The above decision was upheld by the court of appeal, which left the complaint of the SFS unsatisfied. Currently, the proceedings in the case are commenced at the High Administrative Court of Ukraine (HACU). We hope that the HACU will also come to the conclusion that the taxpayer has the right not to use the officially approved sources, in case it is impossible to ensure comparability of transactions, and also take into account the economic substance of the process of comparing.

The fact that the taxpayer provided the results of the expert analysis of the price terms of the agreement, under which the controlled transactions were conducted, and the opinion that the agreement prices remained within the market price range/interval at the time of conclusion of the contract, and that those were correctly taken into account by the first instance court deserves particular attention in this decision.

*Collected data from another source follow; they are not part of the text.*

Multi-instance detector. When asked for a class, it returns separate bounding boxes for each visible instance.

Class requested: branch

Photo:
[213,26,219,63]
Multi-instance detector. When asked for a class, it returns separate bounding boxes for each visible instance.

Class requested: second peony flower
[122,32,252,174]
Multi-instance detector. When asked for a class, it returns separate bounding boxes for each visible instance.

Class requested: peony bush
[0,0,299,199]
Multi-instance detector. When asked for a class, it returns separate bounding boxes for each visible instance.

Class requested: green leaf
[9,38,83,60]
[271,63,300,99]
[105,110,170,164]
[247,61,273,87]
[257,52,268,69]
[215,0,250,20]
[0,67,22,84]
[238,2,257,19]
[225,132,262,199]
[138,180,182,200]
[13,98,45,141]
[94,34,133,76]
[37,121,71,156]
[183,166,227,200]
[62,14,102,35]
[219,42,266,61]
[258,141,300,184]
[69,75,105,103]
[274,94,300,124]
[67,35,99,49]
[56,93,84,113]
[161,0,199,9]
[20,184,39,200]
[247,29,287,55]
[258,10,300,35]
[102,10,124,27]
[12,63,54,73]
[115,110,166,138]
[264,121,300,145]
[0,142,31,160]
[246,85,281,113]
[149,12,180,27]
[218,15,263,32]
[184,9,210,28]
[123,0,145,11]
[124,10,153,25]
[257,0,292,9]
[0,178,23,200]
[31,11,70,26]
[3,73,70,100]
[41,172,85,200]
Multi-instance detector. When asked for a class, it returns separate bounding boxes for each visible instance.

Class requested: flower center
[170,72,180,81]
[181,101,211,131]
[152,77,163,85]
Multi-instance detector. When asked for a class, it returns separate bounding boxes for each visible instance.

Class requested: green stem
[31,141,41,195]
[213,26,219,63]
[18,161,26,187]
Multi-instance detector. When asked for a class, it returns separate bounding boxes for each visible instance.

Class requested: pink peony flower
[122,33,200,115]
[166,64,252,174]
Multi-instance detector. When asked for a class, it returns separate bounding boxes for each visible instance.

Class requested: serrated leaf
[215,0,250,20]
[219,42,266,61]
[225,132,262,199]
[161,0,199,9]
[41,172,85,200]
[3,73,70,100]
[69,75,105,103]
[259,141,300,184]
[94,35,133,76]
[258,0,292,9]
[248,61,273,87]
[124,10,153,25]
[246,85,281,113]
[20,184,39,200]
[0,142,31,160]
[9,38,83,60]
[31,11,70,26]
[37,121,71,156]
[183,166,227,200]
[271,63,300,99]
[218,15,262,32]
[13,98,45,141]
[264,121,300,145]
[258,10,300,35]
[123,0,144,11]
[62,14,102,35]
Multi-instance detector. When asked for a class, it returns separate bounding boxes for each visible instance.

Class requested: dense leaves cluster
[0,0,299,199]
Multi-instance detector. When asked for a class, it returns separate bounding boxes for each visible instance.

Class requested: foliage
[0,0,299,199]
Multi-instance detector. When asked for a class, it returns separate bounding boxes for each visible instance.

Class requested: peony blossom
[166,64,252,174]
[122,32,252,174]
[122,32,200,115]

Thus, in the judicial disputes on the issues of transfer pricing, in particular, on the use of individual indicators in comparable transactions, it is necessary to provide additional evidence, such as the opinion of auditors, economists, etc.

Does the Taxpayer Have the Right to Use Another Method?

According to Paragraph 4 of Subitem 39.2.1.3 of the TCU, in order to apply any method, other than the comparable uncontrolled price method, it is necessary to submit to the SFS (by May 1 of the year following the reporting one) written information in no particular form with data on all persons, who are related to the taxpayer and participated in the chain of sale and purchase of such goods (up to the first unrelated counterparty). However, there is one thing to be noted: if, in the opinion of the tax authority, the above information is not enough, the payer will still have to compare prices in the transactions. Taking into account, in general, the SFS approach to assessing the completeness and credibility of the data provided by the taxpayer, we can conclude that there is little chance of obtaining the right to use another method.

Separately on Forwards and Futures

The pricing standards for transactions for goods with stock exchange quotations have been further amended. In particular, if the payer plans to conclude a forward or futures agreement, they have to notify the SFS within 10 days from the date of this conclusion. The form of such a notice was approved by the Order of the Ministry of Finance of Ukraine No. 621 of July 3, 2017, and has to contain information about the underlying asset, its code, volume, and value, terms of delivery in accordance with the Incoterms rules, as well as the terms of execution.



The amended rules, according to which the payers reported in 2017, are rather ambiguous; therefore, it is possible that new controversial issues with the supervisory authority will subsequently appear. In view of the existing judicial practice on transfer pricing, the obligation to prove the conformity of a transaction with the arm’s length principle is entirely placed on the payer. Therefore, chances of winning the case already in the court fully depend on how convincing and substantiated the legal position is.